L’année scolaire 2020-2021 qui était annoncée comme l’année du lancement de l’Ecole Républicaine promise par le président de la République dans son fameux programme électoral « Taahoudati », semble être également l’année de la contestation pour un corps enseignant éternel oublié des politiques publiques.
C’est donc apparemment la prise de conscience générale et l’union sacrée au niveau du corps enseignant qui n’a pas attendu longtemps pour sortir ses griffes et aller à l’assaut pour la reconquête de ses droits légitimes et de son statut d’antan.
Ainsi donc, ce sont les instituteurs du fondamental qui ont ouvert le bal. En effet, la coordination des syndicats de l’enseignement fondamental s’active depuis quelques semaines avec l’organisation d’une série de manifestations dont la dernière en date est la grève de 48 heures organisée jeudi et vendredi derniers.
A leur tour les professeurs du secondaire ont profité du premier séminaire national de l’année sur les nouveaux programmes pour faire monter les enchères.
En effet ce séminaire qui s’est ouvert samedi 21 novembre sur toute l’étendue du territoire national et qui devait impliquer près de 6000 professeurs, a connu des perturbations importantes aussi bien au niveau des trois grands centres de Nouakchott qu’au niveau de certains centres de l’intérieur comme Atar.
Et comme toujours c’est l’argent, le nerf de la guerre qui est au centre du boycott observé ça et là de la part des professeurs qui s’indignent du traitement qui leur est réservé. Ils auraient apparemment eu vent des perdiems, un secret pourtant solidement gardé. Et à en croire les dires des professeurs le cachet qui leur est réservé constitue la potion congrue soit 2000 ouguiyas par jour. D’autres parlent de 4000/jour pour une semaine de mobilisation.
La manne profite généralement beaucoup plus aux inspecteurs et autres superviseurs qui s’en sortent avec un bon paquet. Rien à voir avec les miettes distribuées aux enseignants et c’est là une injustice à corriger.
A noter qu’au niveau de la capitale le mouvement de boycott du séminaire est très suivi. C’est ainsi qu’au niveau des DREN de Nouakchott-Nord et Nouakchott-Sud le boycott est général depuis l’ouverture officielle du séminaire et jusqu’au moment où on écrit ces lignes. Au niveau de la DREN Nouakchott-Ouest un début de débrayage a été observé dimanche matin et les délégués des professeurs ont adressé une lettre au ministre pour faire connaître leurs revendications. Au niveau de la DREN Sud les manœuvres visant à briser le mouvement dimanche n’ont pas porté leurs fruits.

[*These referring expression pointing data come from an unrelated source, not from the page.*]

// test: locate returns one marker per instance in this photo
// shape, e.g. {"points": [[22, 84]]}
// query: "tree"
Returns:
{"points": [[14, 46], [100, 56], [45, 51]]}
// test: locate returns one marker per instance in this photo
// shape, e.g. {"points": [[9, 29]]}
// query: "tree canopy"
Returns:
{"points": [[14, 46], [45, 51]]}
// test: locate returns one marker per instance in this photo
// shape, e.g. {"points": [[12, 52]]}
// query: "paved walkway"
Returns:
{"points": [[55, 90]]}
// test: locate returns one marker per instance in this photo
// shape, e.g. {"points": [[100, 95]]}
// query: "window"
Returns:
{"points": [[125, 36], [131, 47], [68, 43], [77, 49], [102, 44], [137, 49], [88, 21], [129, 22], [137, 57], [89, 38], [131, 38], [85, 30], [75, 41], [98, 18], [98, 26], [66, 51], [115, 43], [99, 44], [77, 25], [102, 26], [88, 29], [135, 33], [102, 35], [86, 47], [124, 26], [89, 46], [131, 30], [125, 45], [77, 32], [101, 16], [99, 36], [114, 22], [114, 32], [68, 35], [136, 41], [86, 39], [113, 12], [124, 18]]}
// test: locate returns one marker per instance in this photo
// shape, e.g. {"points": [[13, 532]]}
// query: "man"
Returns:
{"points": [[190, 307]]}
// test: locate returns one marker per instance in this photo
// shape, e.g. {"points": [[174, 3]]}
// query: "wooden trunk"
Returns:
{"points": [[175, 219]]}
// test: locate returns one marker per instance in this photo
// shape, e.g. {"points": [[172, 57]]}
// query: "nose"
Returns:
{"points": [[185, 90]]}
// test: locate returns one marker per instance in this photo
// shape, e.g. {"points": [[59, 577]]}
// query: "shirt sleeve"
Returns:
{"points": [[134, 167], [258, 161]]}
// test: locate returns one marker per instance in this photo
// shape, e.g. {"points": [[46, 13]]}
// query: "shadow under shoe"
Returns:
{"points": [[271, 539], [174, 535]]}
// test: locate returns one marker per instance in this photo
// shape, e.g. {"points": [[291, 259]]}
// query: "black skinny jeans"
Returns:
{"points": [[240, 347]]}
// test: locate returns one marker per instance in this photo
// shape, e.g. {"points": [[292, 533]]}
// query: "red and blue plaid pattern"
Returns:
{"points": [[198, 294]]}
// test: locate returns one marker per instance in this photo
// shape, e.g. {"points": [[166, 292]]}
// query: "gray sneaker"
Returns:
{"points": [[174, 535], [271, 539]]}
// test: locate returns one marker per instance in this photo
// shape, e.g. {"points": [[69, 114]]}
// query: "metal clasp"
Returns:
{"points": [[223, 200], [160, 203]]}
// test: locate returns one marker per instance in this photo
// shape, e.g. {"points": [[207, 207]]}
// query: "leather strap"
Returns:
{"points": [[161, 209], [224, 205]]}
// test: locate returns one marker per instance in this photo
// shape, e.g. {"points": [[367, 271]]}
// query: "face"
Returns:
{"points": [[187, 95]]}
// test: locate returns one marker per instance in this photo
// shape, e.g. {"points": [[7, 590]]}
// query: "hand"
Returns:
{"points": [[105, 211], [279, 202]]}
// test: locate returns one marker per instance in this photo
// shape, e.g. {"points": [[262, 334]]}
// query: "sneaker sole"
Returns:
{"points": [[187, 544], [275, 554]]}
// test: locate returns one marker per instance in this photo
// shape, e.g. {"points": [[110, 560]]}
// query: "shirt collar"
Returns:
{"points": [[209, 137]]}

Au niveau de la DREN-Nord non plus le Wali qui a tenté de caresser le bâton dimanche matin n’a pas eu plus de succès.
Ce mouvement spontané et légitime devrait mettre la puce à l’oreille du ministre de l’éducation nationale qui doit comprendre que ce n’est pas avec la politique du bâton qu’il réussira à redresser ce secteur moribond.
La circulaire adressée tout dernièrement aux walis et faisant état de la coupure illégale des maigres indemnités des enseignants est inamicale voire provocatrice.
En effet seuls les enseignants pourraient remettre le système éducatif mauritanien sur les rails. Et pour ce faire monsieur le président, monsieur le ministre et toute la République leur doivent respect et encouragement en commençant d’abord et avant tout par les mettre dans des conditions de vie décentes.
Quel enseignant aujourd’hui vit-il de son salaire ? Aucun. C’est ce que le ministre doit avoir en tête et œuvrer pour changer ce triste sort.
Ce n’est pas cette nuée de bureaucrates inutiles et gracieusement entretenue par l’argent du contribuable qui va servir à quelque chose. Elle a montré ses limites. De ce fait il est temps de tenter autre chose.
La formation continue est fondamentale certes mais il va falloir qu’elle soit organisée dans les règles de l’art. Cela est loin d’être le cas chez nous où elle est perçue tout juste comme une vache à lait qui permet à des formateurs oisifs et déconnectés des réalités éducatives, d’arrondir les fins de mois.
Autre anomalie et non des moindres qui tire notre système éducatif vers le bas : le recrutement massif des contractuels, ces cancres qui donnent une éducation au rabais à nos enfants.
N’est pas enseignant qui veut. Comment peut-on confier l’enseignement des enfants mauritaniens à des personnes qui n’ont subi aucune formation et qui n’ont aucune notion de la pédagogie, de la psychologie et de la didactique.
Bref les défis ne manquent pas et la tâche réservée au ministère de l’éducation est énorme. Donc il va falloir beaucoup plus de sérieux.